A few years out of school now, I look back on my time spent with those girls very fondly, and when I tell people I was in a sorority they are just as shocked as I was when my teammate revealed to me her Greek affiliation.
Before you run out to your first rush function, there are some things to consider.
First of all, there is the inevitable pledge period which will suck. Your life suddenly becomes not yours anymore, and your grades will probably drop due to a complete lack of sleep and late night phone calls. The amount of crap you will have to endure will depend entirely on the group, but there will be some level of suckiness, so prepare for the worst.
Even though I felt like my sorority was full of very different personalities, each school will have it’s own stereotype for each Greek group. At my school there were 5 sororities and they were divided into 5 labels.
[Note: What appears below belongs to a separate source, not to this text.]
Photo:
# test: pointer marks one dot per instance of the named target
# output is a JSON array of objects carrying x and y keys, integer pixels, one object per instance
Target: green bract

There were the rich anorexic girls, the preppy good girls, the nerdy yet lovable girls, the nerdy and not so lovable girls, and finally us, the drugged up shady girls. To a certain extent these labels came from somewhere, but just keep in mind that your affiliation will follow you throughout your college career.
It also takes time and money to be a part of a sorority. You have to pay dues, and go to meetings and organize events. My parents thought sororities were an excuse to gather and drink (which I’ll be honest, it kind of was) so they weren’t about to front the money. I ended up working at the security office twice a week to pay my dues. All this stuff can at times feel like more trouble than it’s worth.
Rushing is a painful experience. When I finally decided I wanted in, there were asses to kiss and far too much drinking. Though most schools have policies that formal rush events cannot serve alcohol, the informal ones involve case races and shots. Bonding with other rushies can often include holding your new friend’s hair back as she pukes off of the porch, not that I know from experience.
The Greek life is certainly not for everyone.
For love of God, think about it and be choosy about how you want to spend 4 years of your life. I loved being in a sorority but it certainly limits how you spend your time socially. I had never had friends that were girls and I got to know a lot of great ones. For all the times I regretted going to that first rush function, I think about every killer party we threw and it somehow becomes all worth it.